Born (according to some authors May 15 or 25, and in 1930 or 1933) Cecil Percival Taylor at Long Island, his mother played violin and was a friend of drummer Sonny Greer. And his uncle performed on piano, drums, and violin. His father, a chef by trade, would sing the blues. At his mother's urging he began piano studies at age five. Awhile later he studied percussion, which undoubtedly informed his highly percussive keyboard style.
From 1951-1955 he studied at New York College of Music and the New England Conservatory of Music, concentrating on piano and music theory. He immersed himself in 20th century classical composers, including Stravinsky, and found sustenance for his jazz proclivities in the work of Lennie Tristano and Dave Brubeck. Later Duke Ellington, Thelonious Monk, and Horace Silver began to influence and inform his studies.
By 1956 he was working as a professional, taking a prolonged engagement at New York's Five Spot Cafe, and making his first recording, appropriately titled Jazz Advance. In the Summer of '56 he made his Newport Jazz Festival debut.
Playing in the manner he did presented challenges in terms of finding steady work and Taylor struggled to find gigs for the rest of the '50s and the beginning of the 1960s. He eventually found work overseas, touring Scandinavian countries during the winter of 1962-63. Finding regular work for his uncompromising style of music remained a struggle, despite widespread critical accolades.
He is one of the premier improvisational pianists of our time. His approach had evolved to incorporate clusters and a dense rhythmic sensibility, coupled with the sheer physicality of a form that often found him addressing the keyboard with open palms, elbows and forearms. This made him a wholly singular figure on the jazz scene. It also clearly separated him from his peers.
His work as a pianist and composer gained some much-needed forward momentum in the 1970s and beyond as touring and recording opportunities increased, though these were largely overseas.

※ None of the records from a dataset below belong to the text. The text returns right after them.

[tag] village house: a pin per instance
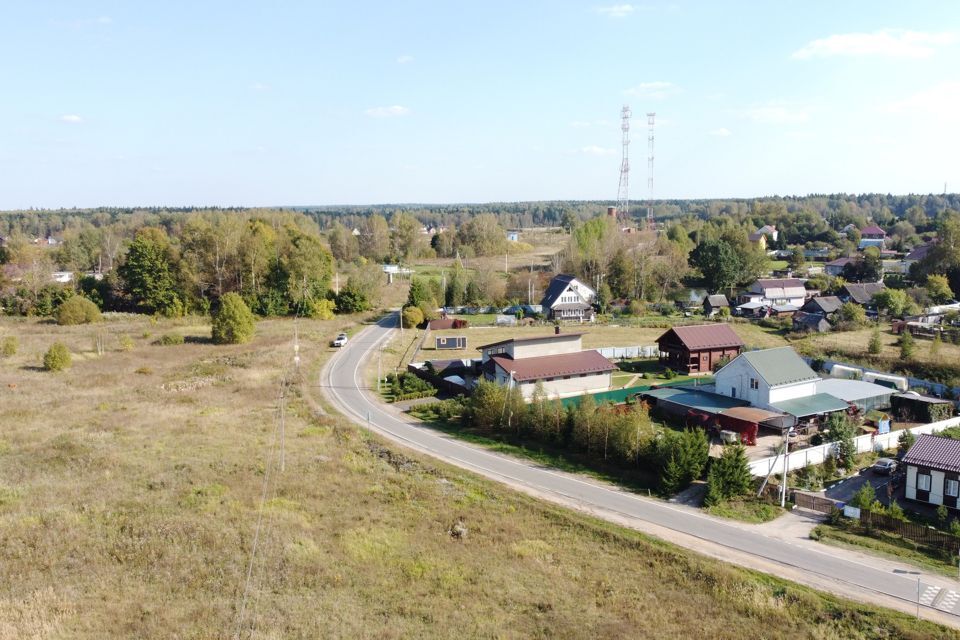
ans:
(777, 380)
(933, 470)
(567, 298)
(872, 236)
(698, 349)
(556, 360)
(714, 303)
(786, 294)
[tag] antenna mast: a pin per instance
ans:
(650, 223)
(623, 197)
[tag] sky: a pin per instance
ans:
(235, 103)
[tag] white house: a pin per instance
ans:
(933, 470)
(568, 299)
(555, 360)
(764, 378)
(771, 292)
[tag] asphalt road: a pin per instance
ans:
(344, 384)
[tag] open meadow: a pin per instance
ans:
(131, 486)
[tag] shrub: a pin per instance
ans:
(57, 357)
(77, 310)
(8, 346)
(412, 317)
(233, 323)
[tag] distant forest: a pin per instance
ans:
(881, 208)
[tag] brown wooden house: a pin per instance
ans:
(696, 350)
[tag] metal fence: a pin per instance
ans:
(816, 455)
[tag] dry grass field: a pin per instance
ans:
(129, 495)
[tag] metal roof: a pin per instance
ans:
(562, 364)
(852, 390)
(695, 399)
(705, 336)
(779, 366)
(816, 404)
(938, 452)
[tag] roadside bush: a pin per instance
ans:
(77, 310)
(412, 317)
(9, 346)
(57, 357)
(233, 323)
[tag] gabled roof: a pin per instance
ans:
(823, 304)
(705, 336)
(557, 286)
(938, 452)
(564, 364)
(779, 366)
(862, 293)
(546, 336)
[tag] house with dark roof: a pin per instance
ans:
(698, 349)
(713, 304)
(567, 298)
(933, 470)
(778, 380)
(823, 306)
(872, 236)
(861, 292)
(557, 361)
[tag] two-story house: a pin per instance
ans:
(568, 299)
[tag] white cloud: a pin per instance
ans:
(657, 90)
(777, 114)
(387, 112)
(595, 150)
(940, 101)
(891, 43)
(616, 10)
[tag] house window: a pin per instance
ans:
(952, 488)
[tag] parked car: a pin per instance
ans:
(885, 466)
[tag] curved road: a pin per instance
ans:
(344, 384)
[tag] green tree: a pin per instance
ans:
(938, 288)
(875, 346)
(729, 475)
(907, 345)
(57, 357)
(233, 322)
(77, 310)
(905, 441)
(148, 273)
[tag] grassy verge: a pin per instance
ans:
(129, 502)
(886, 544)
(746, 510)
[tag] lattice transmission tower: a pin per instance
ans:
(623, 193)
(650, 119)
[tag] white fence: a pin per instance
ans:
(618, 353)
(816, 455)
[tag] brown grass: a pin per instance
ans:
(128, 503)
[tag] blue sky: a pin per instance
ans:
(243, 103)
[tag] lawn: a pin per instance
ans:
(131, 488)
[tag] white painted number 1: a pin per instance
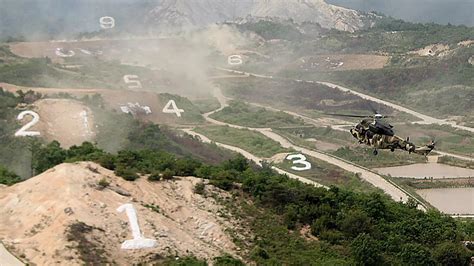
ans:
(22, 132)
(138, 241)
(301, 159)
(173, 110)
(132, 81)
(107, 22)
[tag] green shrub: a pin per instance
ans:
(128, 174)
(103, 183)
(168, 174)
(200, 188)
(8, 178)
(155, 176)
(227, 260)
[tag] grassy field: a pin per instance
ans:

In 1973 he ran his own record label, Unit Core. Taylor received a Guggheim Fellowship in 1973, and recently received a MacArthur Felloship (a so-called "genius award"). He has taught at Antioch College and has toured and recorded extensively. He was elected by the Critics to the Down Beat Hall of Fame in 1975. Taylor was finally starting to get the recognition he deserved.
In 1982 jazz critic Stanley Crouch wrote that Taylor was gay, prompting an angry response. Taylor gave an interview in 1985 to a San Francisco newspaper that stressed the importance to his music of his race and his homosexuality. In 1991 Taylor told a New York Times reporter "[s]omeone once asked me if I was gay. I said, 'Do you think a three-letter word defines the complexity of my humanity?' I avoid the trap of easy definition."
He died at his Brooklyn residence, at the age of 89.